Ueberschaar, S., Trautmann, A. & Stoevesandt, J. Allergy Asthma Clin Immunol 22, 38 (2026). https://doi.org/10.1186/s13223-026-01046-w

Abstract

Background

A largely unknown proportion of Hymenoptera venom-allergic patients do not undergo venom immunotherapy (VIT) despite positive allergy testing and counselling. We aimed to identify factors associated with the refusal of VIT, and evaluate the natural course of venom allergy in untreated individuals.

Methods

Out of 1163 candidates for VIT, 271 (23.3%) declined or postponed treatment for at least 12 months. Complete data from 166 of these patients, who were interviewed and counselled during routine follow-up, were available for retrospective evaluation.

Results

Individualised counselling and recommendation of VIT,
taking into account anaphylaxis severity, risk factors/exposure,
and the patient’s needs, fears, and expectations

Patients declining VIT were significantly more likely to be female (P = 0.012) and had a lower grade of index sting-induced anaphylaxis (P < 0.001) compared to those who accepted treatment.

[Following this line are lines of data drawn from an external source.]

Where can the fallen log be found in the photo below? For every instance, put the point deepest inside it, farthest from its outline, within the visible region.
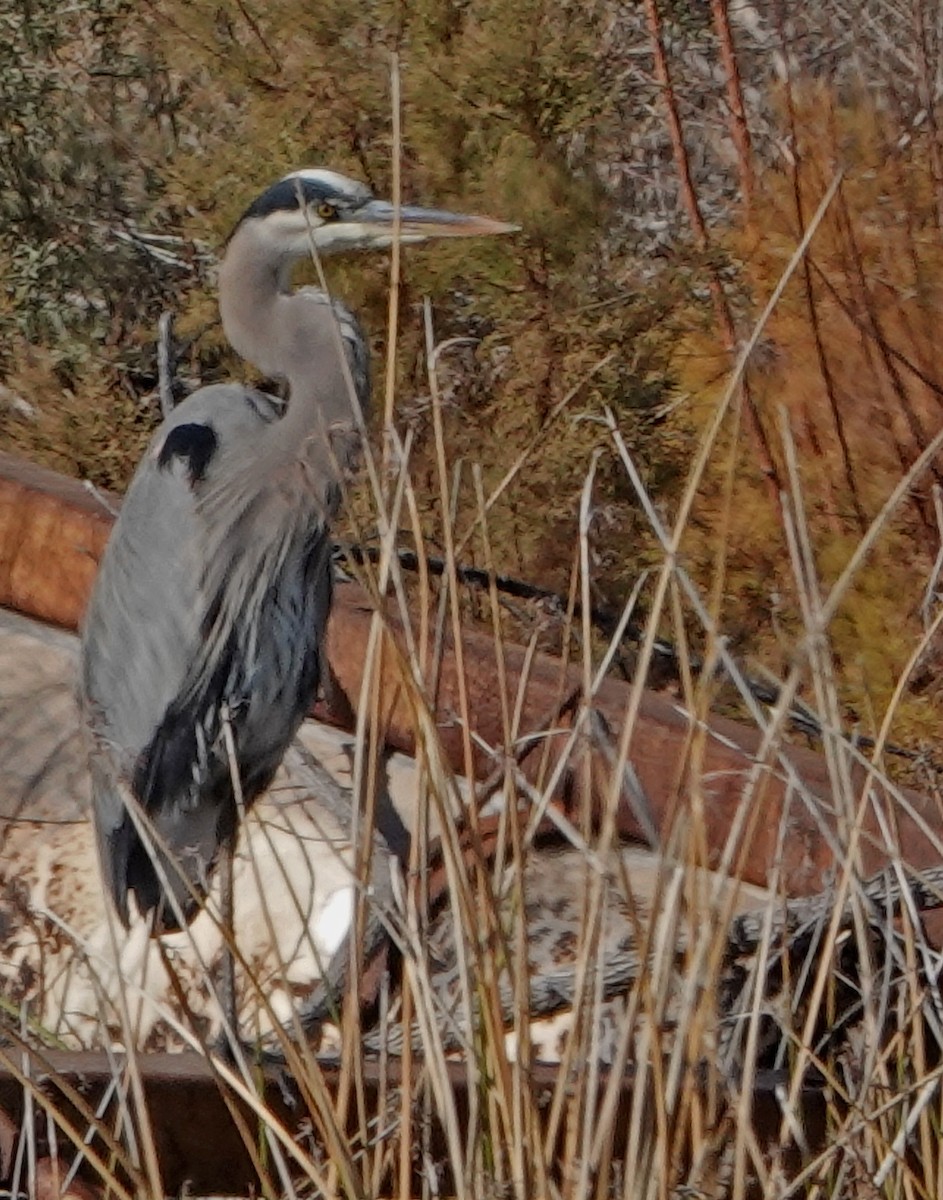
(53, 531)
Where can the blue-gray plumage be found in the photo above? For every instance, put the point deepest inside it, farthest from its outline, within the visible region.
(214, 592)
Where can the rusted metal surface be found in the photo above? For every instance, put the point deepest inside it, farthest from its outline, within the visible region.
(52, 532)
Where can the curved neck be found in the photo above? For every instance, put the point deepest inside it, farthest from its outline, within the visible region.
(287, 335)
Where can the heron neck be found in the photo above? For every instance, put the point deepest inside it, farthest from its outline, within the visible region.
(286, 335)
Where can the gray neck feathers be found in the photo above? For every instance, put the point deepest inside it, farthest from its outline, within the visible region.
(287, 335)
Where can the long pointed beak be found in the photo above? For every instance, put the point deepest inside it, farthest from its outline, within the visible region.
(377, 219)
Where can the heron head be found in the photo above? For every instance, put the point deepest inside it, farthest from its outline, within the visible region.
(340, 214)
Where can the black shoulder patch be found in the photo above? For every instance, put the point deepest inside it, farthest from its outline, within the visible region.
(194, 443)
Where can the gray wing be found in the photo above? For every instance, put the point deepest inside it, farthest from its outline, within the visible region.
(150, 707)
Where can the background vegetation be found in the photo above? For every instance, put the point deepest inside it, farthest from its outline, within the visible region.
(662, 160)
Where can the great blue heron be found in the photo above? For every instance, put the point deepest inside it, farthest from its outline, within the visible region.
(205, 625)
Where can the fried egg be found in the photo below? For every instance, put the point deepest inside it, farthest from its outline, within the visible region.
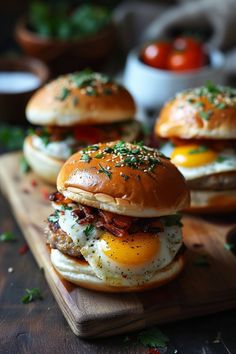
(122, 261)
(195, 161)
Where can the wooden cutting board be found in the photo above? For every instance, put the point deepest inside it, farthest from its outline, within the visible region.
(200, 289)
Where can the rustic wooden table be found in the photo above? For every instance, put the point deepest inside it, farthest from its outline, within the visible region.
(39, 327)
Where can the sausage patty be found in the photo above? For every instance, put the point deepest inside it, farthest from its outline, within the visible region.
(59, 239)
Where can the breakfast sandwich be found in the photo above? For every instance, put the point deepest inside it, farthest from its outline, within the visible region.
(73, 111)
(199, 128)
(115, 225)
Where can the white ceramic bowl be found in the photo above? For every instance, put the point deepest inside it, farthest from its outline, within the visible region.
(152, 87)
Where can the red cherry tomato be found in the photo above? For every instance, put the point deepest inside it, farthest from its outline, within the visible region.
(90, 135)
(185, 43)
(186, 60)
(155, 54)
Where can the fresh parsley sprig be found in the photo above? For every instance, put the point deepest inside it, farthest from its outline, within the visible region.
(105, 171)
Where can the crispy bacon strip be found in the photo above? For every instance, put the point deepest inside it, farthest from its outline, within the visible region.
(118, 225)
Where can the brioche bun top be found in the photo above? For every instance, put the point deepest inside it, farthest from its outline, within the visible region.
(124, 178)
(207, 112)
(80, 98)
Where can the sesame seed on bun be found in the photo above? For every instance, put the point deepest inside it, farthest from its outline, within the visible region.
(124, 178)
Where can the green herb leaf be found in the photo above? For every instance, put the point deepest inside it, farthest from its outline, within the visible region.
(90, 91)
(11, 138)
(153, 338)
(198, 104)
(89, 229)
(222, 158)
(24, 166)
(91, 148)
(201, 260)
(54, 217)
(229, 246)
(85, 157)
(31, 295)
(65, 92)
(98, 156)
(124, 176)
(108, 149)
(75, 100)
(105, 171)
(199, 150)
(7, 237)
(205, 115)
(221, 105)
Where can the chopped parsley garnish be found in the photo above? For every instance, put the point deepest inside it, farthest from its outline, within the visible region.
(108, 149)
(75, 100)
(222, 158)
(152, 338)
(199, 150)
(135, 156)
(11, 137)
(85, 157)
(65, 92)
(201, 260)
(124, 176)
(90, 91)
(98, 156)
(91, 148)
(24, 166)
(54, 217)
(89, 229)
(229, 246)
(89, 78)
(172, 220)
(31, 295)
(7, 237)
(65, 207)
(221, 105)
(107, 91)
(205, 115)
(198, 104)
(105, 171)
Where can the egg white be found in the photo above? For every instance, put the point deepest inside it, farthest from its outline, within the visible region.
(110, 271)
(191, 173)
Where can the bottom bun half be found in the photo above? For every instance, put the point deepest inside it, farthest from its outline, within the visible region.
(212, 201)
(44, 166)
(80, 273)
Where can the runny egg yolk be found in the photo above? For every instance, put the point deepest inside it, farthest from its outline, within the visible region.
(132, 250)
(192, 156)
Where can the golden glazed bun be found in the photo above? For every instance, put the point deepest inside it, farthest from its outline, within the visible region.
(80, 273)
(207, 112)
(80, 98)
(43, 165)
(125, 179)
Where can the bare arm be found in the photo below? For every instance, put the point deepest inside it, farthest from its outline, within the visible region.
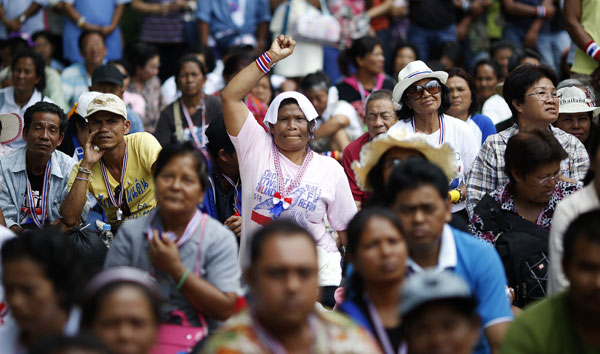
(235, 111)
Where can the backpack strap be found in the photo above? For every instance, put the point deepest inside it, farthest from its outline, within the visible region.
(177, 119)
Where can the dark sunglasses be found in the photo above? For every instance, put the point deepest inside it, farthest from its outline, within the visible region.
(415, 92)
(124, 207)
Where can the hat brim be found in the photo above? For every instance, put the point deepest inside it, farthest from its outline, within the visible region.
(406, 83)
(371, 152)
(12, 127)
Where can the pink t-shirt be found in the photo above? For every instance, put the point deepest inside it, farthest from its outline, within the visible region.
(323, 190)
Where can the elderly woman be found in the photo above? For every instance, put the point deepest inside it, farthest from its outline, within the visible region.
(281, 175)
(534, 188)
(192, 256)
(188, 117)
(114, 300)
(464, 103)
(424, 98)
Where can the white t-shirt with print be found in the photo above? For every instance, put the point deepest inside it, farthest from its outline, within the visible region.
(459, 135)
(323, 190)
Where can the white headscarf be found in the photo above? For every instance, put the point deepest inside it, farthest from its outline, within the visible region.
(305, 106)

Novelties in the pragmatic management of anaphylaxis in pediatric age

Marseglia, G.L., Tosca, M.A., Miraglia del Giudice, M. et al.  Eur J Pediatr 185, 480 (2026). https://doi.org/10.1007/s00431-026-07147-3

Intranasal adrenaline in pediatric self-management: promise and limits. 

What is Known:

• Intramuscular adrenaline is the first-line treatment for anaphylaxis and should not be delayed.

• Food is the leading trigger in children, while drugs, venom, and cofactors become more relevant with age.

What is New:

• Intranasal adrenaline is a promising needle-free option, but pediatric evidence remains limited.

• Omalizumab and oral immunotherapy may reduce risk but do not replace emergency preparedness.

Abstract

Anaphylaxis is a time-critical, potentially fatal systemic hypersensitivity reaction. This narrative review summarizes recent advances in the diagnosis and management of anaphylaxis in children and adolescents, with emphasis on new diagnostic frameworks, improved self-management strategies, intranasal adrenaline, and disease-modifying therapies.